Most drivers feel the need to hit the brakes when this happens. Don’t do that! You must resist the urge to hit the brakes at all costs. Instead, carefully take your foot off your accelerator. Keep calm and look round. Slowly steer in the direction that you want to go. No matter what happens, don’t panic. If you feel like you’re still skidding, simply tap the brakes gently until you reach the point where you feel it’s safe and you reimagined traction.
When your brakes stop working. Another common, and really dangerous situation! There’s a high percentage of getting into accidents when this happens to you, especially if you’re speeding. This causes people to panic and quickly hit on their brakes. At times, this can end up in more dangerous situations.
What you can do here is first, try pumping the brake pedal – gently. Don’t overreact, especially if you’re at high speed. Give your car some time to slow down and shift into neutral or lower gear. This will lessen the impact in case of a collision. If you need a faster response, you can gently engage your parking brake until your car slows down.

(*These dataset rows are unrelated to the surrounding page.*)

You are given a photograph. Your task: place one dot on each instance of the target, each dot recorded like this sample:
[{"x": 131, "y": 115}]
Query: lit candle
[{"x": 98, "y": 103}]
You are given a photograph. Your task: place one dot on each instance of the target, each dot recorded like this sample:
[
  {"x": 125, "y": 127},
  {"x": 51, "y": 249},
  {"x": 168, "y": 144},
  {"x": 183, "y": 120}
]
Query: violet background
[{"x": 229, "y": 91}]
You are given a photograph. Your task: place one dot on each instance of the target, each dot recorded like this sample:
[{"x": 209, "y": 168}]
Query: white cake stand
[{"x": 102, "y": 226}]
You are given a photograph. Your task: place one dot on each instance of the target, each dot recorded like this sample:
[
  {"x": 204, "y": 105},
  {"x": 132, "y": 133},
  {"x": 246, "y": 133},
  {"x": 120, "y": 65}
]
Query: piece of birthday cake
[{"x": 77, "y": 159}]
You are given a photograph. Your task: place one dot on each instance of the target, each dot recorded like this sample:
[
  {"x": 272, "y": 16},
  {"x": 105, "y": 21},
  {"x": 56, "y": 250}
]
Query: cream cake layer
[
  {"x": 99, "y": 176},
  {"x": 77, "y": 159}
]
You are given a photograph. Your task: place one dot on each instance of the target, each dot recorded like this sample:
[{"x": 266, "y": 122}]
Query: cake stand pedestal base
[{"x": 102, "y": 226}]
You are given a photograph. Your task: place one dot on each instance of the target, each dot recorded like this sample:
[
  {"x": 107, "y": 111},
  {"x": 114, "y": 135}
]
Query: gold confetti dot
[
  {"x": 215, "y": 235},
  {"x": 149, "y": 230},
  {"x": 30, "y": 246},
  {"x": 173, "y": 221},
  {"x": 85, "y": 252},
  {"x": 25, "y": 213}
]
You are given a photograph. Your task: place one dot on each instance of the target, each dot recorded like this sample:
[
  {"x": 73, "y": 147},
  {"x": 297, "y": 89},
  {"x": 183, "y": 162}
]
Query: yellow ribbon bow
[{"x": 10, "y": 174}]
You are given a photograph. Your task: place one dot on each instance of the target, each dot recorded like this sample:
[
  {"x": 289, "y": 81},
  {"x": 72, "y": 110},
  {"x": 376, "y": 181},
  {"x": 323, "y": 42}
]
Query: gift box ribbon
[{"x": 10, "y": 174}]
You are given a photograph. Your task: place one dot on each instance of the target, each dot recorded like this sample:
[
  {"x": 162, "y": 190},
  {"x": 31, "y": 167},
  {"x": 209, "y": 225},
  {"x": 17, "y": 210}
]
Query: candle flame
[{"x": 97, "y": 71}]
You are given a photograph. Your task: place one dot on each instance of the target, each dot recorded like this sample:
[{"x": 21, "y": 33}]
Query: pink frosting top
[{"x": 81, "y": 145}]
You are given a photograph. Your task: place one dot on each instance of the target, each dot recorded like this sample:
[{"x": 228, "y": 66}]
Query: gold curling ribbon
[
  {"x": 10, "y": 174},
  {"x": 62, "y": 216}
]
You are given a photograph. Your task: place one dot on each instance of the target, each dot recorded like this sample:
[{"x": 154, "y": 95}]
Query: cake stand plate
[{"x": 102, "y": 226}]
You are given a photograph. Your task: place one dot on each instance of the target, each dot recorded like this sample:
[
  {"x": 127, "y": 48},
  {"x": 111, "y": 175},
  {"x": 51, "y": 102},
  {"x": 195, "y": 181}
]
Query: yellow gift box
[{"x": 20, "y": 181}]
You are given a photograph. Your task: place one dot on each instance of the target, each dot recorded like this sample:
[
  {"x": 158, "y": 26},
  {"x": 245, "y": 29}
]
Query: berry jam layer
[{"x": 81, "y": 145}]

You can also look for external aid. If you are driving somewhere where there are guardrails, you can use it and gently nudge your car against it. The friction will slow your car down. Although your car may incur some damage, you may at least avoid a crash.
Drive Like A Pro
The best professional drivers and emergency responders are taught to plan for the unexpected and you should do the same. Sooner or later in your driving career, something unexpected will happen. You can prepare for unexpected situations and be wrong as many times as you’d like. But all it takes is to be right once to save yourself time, money, headache, injury, lawsuits, and possibly even your life or the life of a loved one.
By properly looking as far ahead as possible to spot potential hazards, shifting your eyes and getting the big picture without fixating on anything, and always having a plan in case the unexpected occurs, you can’t help but to be a safer driver.